On March 30, Tyagi noted in a Facebook post that the chief minister had 28 cases pending against him, of which 22 were serious. Tyagi was booked under Section 66A of the Information Technology Act (IT Act), a statute that criminalised sending offensive messages online. He was additionally booked under Section 420 (cheating) of the Indian Penal Code (IPC), because Tyagi had changed his Facebook profile photograph to that of slain sub-inspector, Akhtar Ali, to pay homage to the officer who was killed in an exchange of fire during a raid to arrest a suspected criminal at Dadri, Noida. Except that Section 66A had been struck down by the Supreme Court in March 2015, two years before it was used by the police against Tyagi, because the top court found the statute too vague to be applied.
“There is no system in place to give proper effect to the decisions of the Supreme Court of such significant import,” co-author Gupta, also executive director of the Internet Freedom Foundation, told IndiaSpend. “There exists a lack of mutual respect between the judiciary and executive, and the power balance skewed in favour of the executive allows it to get away with the abuse of the law.”
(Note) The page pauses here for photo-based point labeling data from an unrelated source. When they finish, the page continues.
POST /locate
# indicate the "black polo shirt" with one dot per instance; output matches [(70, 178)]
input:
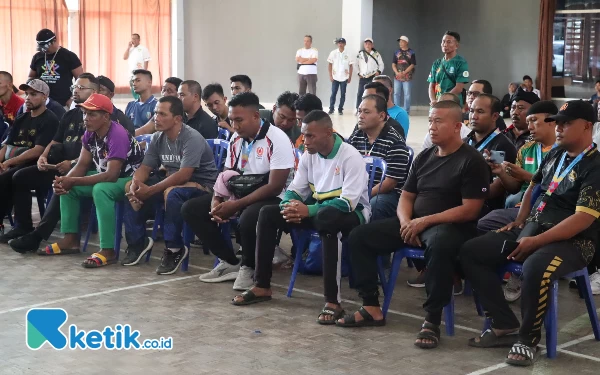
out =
[(203, 123)]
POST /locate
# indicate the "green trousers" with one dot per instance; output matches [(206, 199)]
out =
[(105, 194)]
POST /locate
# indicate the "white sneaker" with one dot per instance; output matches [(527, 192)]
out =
[(245, 279), (222, 272), (512, 289), (595, 282)]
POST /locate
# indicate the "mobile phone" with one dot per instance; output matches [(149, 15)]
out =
[(497, 157), (509, 247)]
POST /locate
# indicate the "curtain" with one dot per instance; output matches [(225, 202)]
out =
[(105, 28), (20, 21), (545, 50)]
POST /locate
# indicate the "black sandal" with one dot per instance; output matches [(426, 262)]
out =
[(432, 334), (488, 339), (336, 313), (249, 298), (368, 321), (530, 353)]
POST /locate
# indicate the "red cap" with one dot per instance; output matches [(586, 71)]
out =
[(97, 102)]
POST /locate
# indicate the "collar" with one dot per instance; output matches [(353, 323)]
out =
[(336, 147)]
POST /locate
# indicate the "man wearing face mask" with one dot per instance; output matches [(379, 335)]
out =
[(55, 65)]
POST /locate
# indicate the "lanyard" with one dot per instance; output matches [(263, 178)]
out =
[(487, 140), (558, 177)]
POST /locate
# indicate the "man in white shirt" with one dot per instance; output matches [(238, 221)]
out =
[(369, 64), (307, 67), (340, 73), (137, 57)]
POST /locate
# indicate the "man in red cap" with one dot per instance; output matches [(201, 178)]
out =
[(116, 155)]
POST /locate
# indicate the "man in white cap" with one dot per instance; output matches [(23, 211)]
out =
[(370, 64), (404, 66), (340, 73)]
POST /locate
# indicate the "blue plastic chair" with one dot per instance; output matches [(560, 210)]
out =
[(300, 238)]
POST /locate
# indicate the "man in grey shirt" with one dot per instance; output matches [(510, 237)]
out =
[(191, 172)]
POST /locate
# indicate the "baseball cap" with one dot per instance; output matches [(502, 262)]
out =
[(37, 85), (544, 106), (45, 35), (573, 110), (97, 102), (106, 82)]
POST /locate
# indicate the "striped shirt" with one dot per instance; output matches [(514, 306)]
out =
[(389, 146)]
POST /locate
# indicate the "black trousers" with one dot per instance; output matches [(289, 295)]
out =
[(25, 180), (361, 89), (196, 214), (442, 244), (481, 258), (329, 222)]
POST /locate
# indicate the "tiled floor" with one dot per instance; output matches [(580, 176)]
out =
[(210, 336)]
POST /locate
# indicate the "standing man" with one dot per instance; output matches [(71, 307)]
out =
[(403, 65), (370, 64), (137, 57), (55, 65), (142, 109), (340, 73), (449, 73), (307, 67)]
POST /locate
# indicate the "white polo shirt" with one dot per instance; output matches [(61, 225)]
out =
[(310, 53), (340, 65), (270, 150), (137, 56)]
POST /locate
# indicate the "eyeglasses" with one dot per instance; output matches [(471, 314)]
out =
[(79, 87)]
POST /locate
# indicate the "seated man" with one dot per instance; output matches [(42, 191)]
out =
[(116, 155), (438, 209), (334, 173), (191, 172), (257, 148), (559, 236), (375, 137), (27, 139)]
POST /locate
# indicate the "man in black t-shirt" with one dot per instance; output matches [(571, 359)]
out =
[(438, 210), (29, 135), (559, 235), (55, 65), (485, 137)]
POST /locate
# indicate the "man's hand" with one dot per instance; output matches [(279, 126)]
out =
[(41, 161), (527, 245), (294, 211), (63, 167)]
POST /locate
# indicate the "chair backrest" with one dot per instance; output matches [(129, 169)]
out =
[(372, 163), (219, 148)]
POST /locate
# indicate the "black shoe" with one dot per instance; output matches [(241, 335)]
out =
[(136, 254), (170, 261), (14, 233), (29, 242)]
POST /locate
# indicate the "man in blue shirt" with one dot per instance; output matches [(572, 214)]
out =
[(140, 111)]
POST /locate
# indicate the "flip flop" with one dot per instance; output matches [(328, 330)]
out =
[(55, 250), (99, 261), (249, 298)]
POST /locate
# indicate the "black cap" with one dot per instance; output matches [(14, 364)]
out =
[(545, 106), (106, 82), (45, 35), (526, 96), (573, 110)]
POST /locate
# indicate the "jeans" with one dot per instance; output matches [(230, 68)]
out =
[(383, 206), (402, 89), (481, 257), (329, 222), (334, 87)]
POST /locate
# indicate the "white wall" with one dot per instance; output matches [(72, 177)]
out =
[(258, 38)]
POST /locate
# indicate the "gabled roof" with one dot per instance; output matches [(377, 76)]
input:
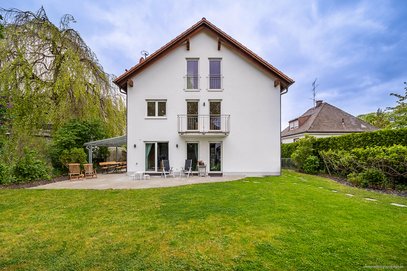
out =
[(326, 118), (203, 24)]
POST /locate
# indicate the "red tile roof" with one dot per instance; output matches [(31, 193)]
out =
[(121, 81), (326, 118)]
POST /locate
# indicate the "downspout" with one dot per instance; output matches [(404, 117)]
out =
[(281, 94)]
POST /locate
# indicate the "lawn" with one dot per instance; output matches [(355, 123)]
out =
[(292, 222)]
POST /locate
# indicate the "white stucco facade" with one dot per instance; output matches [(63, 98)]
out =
[(252, 146)]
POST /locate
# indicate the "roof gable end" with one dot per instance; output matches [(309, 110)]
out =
[(183, 38)]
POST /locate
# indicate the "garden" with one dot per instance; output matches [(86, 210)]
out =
[(291, 222)]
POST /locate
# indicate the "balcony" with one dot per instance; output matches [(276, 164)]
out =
[(203, 125)]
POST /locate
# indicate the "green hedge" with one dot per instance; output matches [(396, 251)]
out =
[(363, 140), (350, 141)]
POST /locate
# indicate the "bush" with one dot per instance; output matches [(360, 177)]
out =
[(74, 155), (30, 167), (288, 149), (371, 177), (363, 165), (311, 165), (303, 151), (6, 174), (385, 138)]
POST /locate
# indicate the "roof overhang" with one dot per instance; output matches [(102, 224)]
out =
[(281, 79)]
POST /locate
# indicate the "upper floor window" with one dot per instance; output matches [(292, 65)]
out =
[(192, 74), (215, 76), (293, 124), (156, 108)]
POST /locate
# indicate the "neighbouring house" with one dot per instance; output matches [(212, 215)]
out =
[(324, 120), (206, 97)]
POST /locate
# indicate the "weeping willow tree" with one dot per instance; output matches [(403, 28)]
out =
[(48, 76)]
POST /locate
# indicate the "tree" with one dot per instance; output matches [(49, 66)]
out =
[(48, 75), (1, 28), (399, 112)]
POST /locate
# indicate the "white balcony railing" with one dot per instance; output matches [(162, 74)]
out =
[(204, 124)]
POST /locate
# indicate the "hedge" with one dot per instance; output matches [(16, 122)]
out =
[(384, 138)]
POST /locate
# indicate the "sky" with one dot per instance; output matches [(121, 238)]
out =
[(357, 50)]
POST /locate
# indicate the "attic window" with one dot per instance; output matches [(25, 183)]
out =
[(293, 124)]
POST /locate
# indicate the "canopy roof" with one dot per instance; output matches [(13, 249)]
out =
[(109, 142)]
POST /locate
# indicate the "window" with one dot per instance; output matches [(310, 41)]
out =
[(215, 156), (293, 124), (192, 74), (192, 115), (215, 77), (155, 153), (156, 108), (214, 115)]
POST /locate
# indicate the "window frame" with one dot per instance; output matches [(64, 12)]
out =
[(198, 87), (220, 75), (156, 108)]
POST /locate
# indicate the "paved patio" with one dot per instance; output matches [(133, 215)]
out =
[(122, 181)]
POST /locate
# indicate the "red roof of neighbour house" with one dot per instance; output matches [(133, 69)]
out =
[(224, 38), (326, 118)]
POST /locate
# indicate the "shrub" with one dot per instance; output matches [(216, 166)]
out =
[(30, 167), (6, 174), (371, 177), (377, 166), (303, 151), (311, 164), (74, 155), (288, 149)]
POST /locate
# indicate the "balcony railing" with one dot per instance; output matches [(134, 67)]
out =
[(204, 124)]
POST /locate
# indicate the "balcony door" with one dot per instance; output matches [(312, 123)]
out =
[(192, 115), (214, 115), (192, 153), (155, 153), (215, 157)]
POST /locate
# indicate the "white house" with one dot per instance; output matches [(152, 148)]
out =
[(324, 120), (204, 96)]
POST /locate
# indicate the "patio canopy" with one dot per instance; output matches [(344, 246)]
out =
[(108, 142)]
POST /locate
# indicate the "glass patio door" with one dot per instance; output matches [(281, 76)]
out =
[(215, 156), (192, 153), (155, 153), (214, 115), (192, 115)]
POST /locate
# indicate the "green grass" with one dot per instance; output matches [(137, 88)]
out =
[(292, 222)]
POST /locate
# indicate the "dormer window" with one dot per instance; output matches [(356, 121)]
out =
[(293, 124)]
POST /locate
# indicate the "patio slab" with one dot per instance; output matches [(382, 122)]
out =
[(123, 181)]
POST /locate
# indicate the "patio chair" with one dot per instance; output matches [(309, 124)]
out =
[(167, 170), (89, 171), (187, 170), (74, 171)]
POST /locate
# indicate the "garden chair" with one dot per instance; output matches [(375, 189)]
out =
[(167, 170), (187, 170), (89, 171), (74, 171)]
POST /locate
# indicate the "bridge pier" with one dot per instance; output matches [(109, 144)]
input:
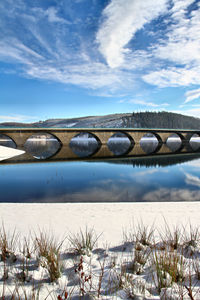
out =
[(64, 136)]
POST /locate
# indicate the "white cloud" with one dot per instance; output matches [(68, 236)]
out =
[(180, 46), (192, 95), (51, 13), (17, 118), (173, 77), (122, 20), (146, 103), (59, 54)]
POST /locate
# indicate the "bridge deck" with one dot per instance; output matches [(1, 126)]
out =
[(96, 129)]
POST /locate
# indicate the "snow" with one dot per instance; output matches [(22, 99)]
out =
[(61, 220)]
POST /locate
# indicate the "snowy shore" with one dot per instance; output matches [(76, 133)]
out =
[(106, 218), (122, 268)]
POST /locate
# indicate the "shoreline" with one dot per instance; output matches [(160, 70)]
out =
[(107, 218)]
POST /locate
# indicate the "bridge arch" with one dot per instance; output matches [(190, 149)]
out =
[(120, 143), (150, 142), (42, 145), (85, 144), (6, 140)]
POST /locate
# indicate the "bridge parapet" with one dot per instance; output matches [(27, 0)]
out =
[(64, 136)]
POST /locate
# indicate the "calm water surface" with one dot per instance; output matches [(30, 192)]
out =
[(125, 180), (151, 178)]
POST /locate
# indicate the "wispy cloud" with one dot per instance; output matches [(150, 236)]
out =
[(17, 118), (141, 102), (192, 95), (57, 43), (179, 50), (121, 21)]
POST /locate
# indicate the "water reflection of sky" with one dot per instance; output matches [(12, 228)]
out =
[(92, 182)]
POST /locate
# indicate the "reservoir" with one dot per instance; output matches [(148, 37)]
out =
[(173, 176)]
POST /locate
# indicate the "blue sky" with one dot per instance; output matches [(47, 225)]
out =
[(68, 58)]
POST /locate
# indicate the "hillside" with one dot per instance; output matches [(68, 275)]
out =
[(128, 120)]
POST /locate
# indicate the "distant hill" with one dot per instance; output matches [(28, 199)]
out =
[(128, 120)]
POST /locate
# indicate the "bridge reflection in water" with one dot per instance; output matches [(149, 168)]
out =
[(75, 144)]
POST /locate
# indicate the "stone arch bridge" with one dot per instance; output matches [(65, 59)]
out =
[(64, 135)]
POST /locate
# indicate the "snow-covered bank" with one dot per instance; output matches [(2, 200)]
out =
[(107, 218), (135, 268)]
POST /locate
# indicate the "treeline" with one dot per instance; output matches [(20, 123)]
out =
[(160, 120)]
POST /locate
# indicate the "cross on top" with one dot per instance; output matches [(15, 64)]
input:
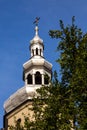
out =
[(36, 21)]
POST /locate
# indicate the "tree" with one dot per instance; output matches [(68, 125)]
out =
[(73, 62)]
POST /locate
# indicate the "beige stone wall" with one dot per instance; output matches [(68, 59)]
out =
[(19, 113)]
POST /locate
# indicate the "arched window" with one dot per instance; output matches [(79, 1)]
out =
[(36, 51), (46, 79), (29, 79), (38, 78)]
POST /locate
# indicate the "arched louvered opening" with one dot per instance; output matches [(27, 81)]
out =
[(38, 78), (46, 79), (36, 51), (29, 79)]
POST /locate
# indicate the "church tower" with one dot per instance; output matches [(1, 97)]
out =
[(36, 72)]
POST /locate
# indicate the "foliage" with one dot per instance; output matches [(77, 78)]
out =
[(73, 62)]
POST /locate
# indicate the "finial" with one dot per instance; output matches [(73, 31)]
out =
[(36, 21)]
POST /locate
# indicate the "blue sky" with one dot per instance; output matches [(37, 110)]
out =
[(17, 29)]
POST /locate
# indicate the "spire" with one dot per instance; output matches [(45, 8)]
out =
[(36, 30)]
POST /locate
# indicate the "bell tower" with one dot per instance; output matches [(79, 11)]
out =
[(36, 72)]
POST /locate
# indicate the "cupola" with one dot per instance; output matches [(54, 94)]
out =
[(36, 44)]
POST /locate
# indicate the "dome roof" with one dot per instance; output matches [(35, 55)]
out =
[(36, 38)]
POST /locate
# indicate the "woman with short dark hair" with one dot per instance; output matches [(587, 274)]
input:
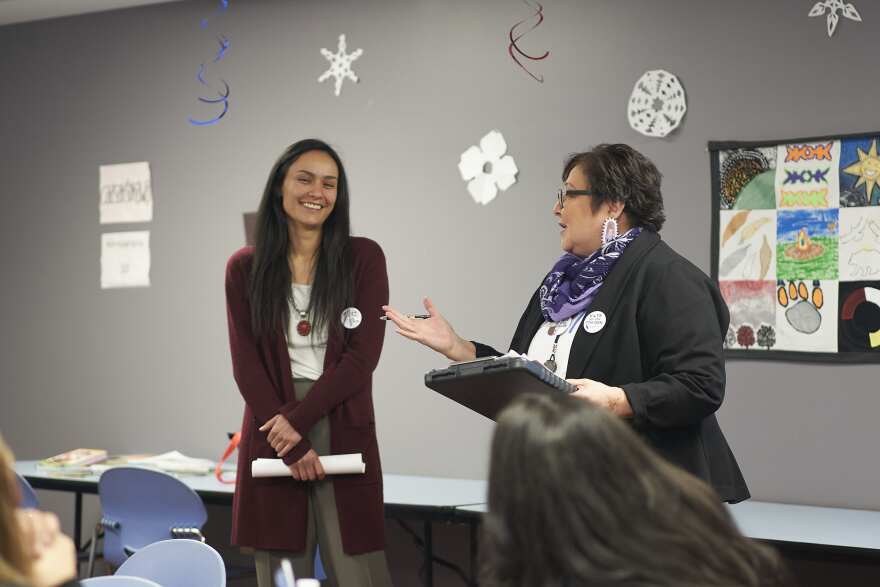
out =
[(305, 340), (631, 322), (576, 499)]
It has been apprehended that Section 66A continues to be used because the pertinent authorities do not know that it has been struck down, simply because we could not assume that the police, prosecutors and courts are actively committing contempt by refusing to stop cases under Section 66A, or that they see the decision as not requiring them to act to offer relief to defendants of pending cases. That said, we found it fairly plausible that authorities don’t know about the decision on Section 66A, because when a law is declared unconstitutional, it is not automatically deleted from the statute books. Statutes can only be changed via an amendment, and if parliament does not pass an enabling amendment to give effect to the Supreme Court decision, then the unconstitutional provision will remain in the text. So, if one accesses India Code—the official source for the text of central statutes—Section 66A still exists.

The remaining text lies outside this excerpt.